CENTRE D’ART CONTEMPORAIN DU DOMAINE LESCOMBES

À Eysines, le commissaire d’exposition Pierre Brana célèbre les artistes bordelais du siècle dernier dans une exposition collective qui réunit 19 d’entre eux.

Bordeaux, « la plus vaniteuse, la plus routinière, la plus récalcitrante ville de France ». Ce jugement catégorique du peintre André Lhote, à propos de sa ville natale, réclame quelques nuances, comme l’annonce l’historienne Françoise Taliano-Des Garets dans Les sociétés de peinture à Bordeaux.

Armande Marty – buste de raymon guérin

À ce titre, dans les années 1930, les Artistes Indépendants Bordelais initièrent un renouveau artistique dont l’impact fut bien réel. Le 20 octobre 1928, le premier Salon de cette société ouvrait ses portes dans l’Orangerie du Jardin public. Dans la « Parade » qui sert de préambule au catalogue, on peut lire : « Les Indépendants Bordelais, ici présents, ne sont pas de ces hurluberlus vaniteux qui se dressent sur un tréteau pour exhiber une marchandise défraîchie, et, après l’avoir vantée à grand renfort de métaphores démagogiques, la plient dans un tout petit morceau de papier de soie, empochent de l’argent, et décampent sous les huées exaspérées d’une foule déçue. Ils pensent qu’ils ont beaucoup mieux à faire, et laissent volontiers à Messieurs les Artistes des Salons officiels ces simagrées et autres balivernes. »

Gaston Marty paysage

Né en réaction contre l’académisme et en réponse aux figures officielles et bien établies comme Jean Dupas, François Roganeau, Jean Despujols ou entre autres Marius de Buzon, les Indépendants Bordelais comptent parmi les membres de la première heure : Georges de Sonneville et Pierre Molinier, Jac Belaubre, Mildred Bendall, Charles Cante, André Derain et Jean-Maurice Gay.

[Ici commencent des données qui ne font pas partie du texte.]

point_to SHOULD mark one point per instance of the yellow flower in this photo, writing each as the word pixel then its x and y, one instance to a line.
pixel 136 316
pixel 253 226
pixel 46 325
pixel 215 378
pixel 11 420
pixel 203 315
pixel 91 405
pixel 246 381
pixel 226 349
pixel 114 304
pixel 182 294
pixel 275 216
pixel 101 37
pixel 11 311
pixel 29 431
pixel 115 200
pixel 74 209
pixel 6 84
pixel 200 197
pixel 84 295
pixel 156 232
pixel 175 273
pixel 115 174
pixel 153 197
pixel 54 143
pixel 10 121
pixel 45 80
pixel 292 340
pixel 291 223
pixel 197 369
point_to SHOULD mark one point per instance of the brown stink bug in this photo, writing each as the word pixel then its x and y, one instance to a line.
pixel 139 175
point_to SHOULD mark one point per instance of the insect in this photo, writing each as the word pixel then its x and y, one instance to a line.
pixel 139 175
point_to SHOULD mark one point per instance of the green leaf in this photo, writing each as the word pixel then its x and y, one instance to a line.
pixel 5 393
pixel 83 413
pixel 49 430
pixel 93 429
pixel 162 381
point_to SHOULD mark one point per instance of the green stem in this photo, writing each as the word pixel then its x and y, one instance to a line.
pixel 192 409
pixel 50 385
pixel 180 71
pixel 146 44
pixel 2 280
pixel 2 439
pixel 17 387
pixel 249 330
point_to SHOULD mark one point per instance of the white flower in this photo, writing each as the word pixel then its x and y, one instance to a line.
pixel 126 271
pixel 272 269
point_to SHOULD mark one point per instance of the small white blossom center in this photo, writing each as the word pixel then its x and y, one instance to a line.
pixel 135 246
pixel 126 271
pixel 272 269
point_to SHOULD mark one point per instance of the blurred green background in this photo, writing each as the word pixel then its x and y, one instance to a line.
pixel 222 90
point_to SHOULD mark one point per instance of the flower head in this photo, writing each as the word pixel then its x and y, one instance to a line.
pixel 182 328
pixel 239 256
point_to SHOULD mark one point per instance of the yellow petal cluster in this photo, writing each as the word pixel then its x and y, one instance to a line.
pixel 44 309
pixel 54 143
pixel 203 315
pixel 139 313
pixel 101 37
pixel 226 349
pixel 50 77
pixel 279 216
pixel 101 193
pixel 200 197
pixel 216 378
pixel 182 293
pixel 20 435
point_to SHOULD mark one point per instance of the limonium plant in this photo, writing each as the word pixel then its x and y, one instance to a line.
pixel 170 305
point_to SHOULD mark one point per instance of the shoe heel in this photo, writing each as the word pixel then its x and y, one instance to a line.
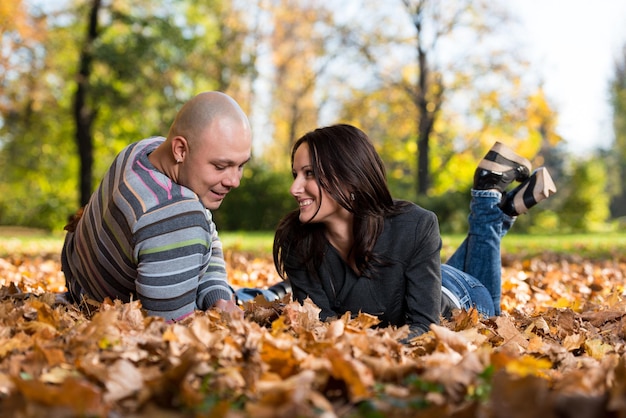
pixel 500 167
pixel 538 187
pixel 505 157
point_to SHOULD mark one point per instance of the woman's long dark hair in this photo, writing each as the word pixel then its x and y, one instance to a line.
pixel 347 166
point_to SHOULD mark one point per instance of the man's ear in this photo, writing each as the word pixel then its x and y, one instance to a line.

On retrouve certains de ces artistes à Eysines, dans le second volet collectif du cycle dédié aux peintres bordelais du siècle dernier. Aux bouquets de Mildred Bendall, aux paysages et aux natures mortes travaillés le plus souvent au couteau de Charles Cante, s’associent les œuvres d’une pléiade de créateurs. Mis à part quelques exceptions (à l’instar de Jean-Gérard Carrère), tous ont participé à l’aventure des Indépendants Bordelais jusqu’à son éclatement en 1955, consécutif à d’irréconciliables désaccords entre abstraction et figuration.

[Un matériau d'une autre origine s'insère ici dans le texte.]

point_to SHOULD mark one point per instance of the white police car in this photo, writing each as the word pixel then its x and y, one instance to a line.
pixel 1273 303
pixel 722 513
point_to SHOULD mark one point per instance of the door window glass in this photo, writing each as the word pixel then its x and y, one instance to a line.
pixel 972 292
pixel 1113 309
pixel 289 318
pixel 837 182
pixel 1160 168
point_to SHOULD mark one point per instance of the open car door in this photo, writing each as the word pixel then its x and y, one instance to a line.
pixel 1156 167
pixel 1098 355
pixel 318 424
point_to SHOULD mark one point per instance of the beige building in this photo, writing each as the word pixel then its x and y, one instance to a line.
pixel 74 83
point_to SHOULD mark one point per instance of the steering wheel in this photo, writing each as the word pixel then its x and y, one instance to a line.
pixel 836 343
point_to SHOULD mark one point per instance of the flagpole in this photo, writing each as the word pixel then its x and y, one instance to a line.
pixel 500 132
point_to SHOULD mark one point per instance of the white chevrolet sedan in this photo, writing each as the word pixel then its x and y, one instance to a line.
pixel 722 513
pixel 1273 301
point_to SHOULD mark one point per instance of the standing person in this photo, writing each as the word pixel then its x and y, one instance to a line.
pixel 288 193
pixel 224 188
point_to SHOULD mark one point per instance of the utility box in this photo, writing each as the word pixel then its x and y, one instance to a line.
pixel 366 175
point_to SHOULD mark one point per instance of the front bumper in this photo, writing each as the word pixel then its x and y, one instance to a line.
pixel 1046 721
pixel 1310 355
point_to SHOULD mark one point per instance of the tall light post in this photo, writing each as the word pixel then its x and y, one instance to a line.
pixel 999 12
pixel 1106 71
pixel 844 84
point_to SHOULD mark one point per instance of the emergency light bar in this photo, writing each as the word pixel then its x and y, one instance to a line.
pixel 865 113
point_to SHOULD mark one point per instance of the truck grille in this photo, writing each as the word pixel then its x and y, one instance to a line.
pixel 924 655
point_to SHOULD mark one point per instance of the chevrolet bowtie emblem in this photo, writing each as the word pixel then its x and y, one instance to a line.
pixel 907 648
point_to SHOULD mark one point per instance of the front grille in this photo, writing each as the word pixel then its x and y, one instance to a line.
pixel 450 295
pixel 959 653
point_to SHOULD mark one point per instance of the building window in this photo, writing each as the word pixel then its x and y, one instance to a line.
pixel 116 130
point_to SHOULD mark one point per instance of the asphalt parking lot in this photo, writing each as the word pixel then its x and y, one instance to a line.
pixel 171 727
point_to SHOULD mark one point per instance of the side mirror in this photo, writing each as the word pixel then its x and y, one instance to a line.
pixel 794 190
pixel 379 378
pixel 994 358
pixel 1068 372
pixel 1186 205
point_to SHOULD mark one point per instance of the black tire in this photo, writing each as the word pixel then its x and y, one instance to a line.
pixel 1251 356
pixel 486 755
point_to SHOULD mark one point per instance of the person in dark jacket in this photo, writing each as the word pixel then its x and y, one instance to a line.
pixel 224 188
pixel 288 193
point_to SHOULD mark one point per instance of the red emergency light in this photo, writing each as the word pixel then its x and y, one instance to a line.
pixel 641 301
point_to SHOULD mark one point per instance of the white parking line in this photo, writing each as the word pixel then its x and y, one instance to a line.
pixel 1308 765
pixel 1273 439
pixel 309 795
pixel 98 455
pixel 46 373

Jean Soulan – nature morte à la bouteille

Dans les espaces du château Lescombes, on croise ainsi Robert Charazac, connu pour ses dessins, Gaston Marty, Armande Marty et son buste à l’effigie de l’écrivain Raymond Guérin, Simone Colombier, Michel Desportes et ses gravures où fourmillent mille détails. Aussi, Pierre Théron auteur de la fresque murale en mosaïque de la Maison du Paysan (au 13, rue Ferrère à Bordeaux), Éliane Beaupuy-Manciet, la lauréate du prestigieux prix de Rome en peinture de 1947 qui fonda l’école des beaux-arts de Sète où elle enseigna à Robert Combas et Hervé Di Rosa, les futurs artisans de la figuration libre.

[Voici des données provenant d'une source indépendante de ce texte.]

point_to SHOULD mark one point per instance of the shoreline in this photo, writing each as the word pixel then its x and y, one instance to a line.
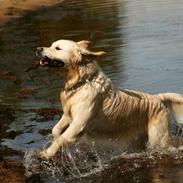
pixel 10 9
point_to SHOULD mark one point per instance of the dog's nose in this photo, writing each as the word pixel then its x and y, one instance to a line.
pixel 39 50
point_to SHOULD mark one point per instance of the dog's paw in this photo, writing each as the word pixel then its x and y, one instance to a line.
pixel 44 155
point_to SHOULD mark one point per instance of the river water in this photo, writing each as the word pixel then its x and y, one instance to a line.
pixel 144 44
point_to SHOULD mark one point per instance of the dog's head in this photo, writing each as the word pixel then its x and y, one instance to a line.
pixel 64 53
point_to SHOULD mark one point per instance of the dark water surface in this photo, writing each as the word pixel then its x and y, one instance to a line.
pixel 144 41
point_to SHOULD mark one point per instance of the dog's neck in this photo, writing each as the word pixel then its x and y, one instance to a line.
pixel 79 75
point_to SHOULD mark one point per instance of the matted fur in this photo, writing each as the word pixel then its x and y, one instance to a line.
pixel 93 107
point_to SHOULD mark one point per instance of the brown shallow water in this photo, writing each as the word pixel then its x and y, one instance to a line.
pixel 144 41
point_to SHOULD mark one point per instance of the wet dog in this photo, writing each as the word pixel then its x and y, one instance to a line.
pixel 94 107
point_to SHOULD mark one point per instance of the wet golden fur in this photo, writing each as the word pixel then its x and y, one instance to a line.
pixel 94 107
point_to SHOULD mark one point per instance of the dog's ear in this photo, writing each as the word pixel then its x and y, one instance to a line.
pixel 84 43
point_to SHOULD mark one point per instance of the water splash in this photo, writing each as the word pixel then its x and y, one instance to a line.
pixel 83 161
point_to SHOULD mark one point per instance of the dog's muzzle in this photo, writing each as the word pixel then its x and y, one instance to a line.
pixel 51 63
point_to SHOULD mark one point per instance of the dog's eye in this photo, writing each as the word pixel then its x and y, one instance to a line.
pixel 57 48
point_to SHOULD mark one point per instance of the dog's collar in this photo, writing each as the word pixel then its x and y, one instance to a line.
pixel 82 82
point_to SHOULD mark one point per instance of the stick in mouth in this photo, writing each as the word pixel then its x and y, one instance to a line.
pixel 45 62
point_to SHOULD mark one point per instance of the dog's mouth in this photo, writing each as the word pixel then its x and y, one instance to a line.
pixel 47 62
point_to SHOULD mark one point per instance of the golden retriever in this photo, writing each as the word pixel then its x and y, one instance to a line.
pixel 94 107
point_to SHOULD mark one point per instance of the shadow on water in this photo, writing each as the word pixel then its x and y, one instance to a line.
pixel 144 44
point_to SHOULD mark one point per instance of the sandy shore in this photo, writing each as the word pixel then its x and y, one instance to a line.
pixel 16 8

Parmi les curiosités : une scène d’intérieur de Jean Vauthier, avant que le dramaturge ne devienne l’auteur du célèbre Capitaine Bada ou encore une abstraction d’Henriette Bounin, l’incontournable galeriste qui dirigea la galerie du Fleuve, cours du Chapeau-Rouge.

Anna Maisonneuve

« Artistes bordelais du siècle dernier », jusqu’au dimanche 8 mars, Centre d’art contemporain château Lescombes, Eysines (33).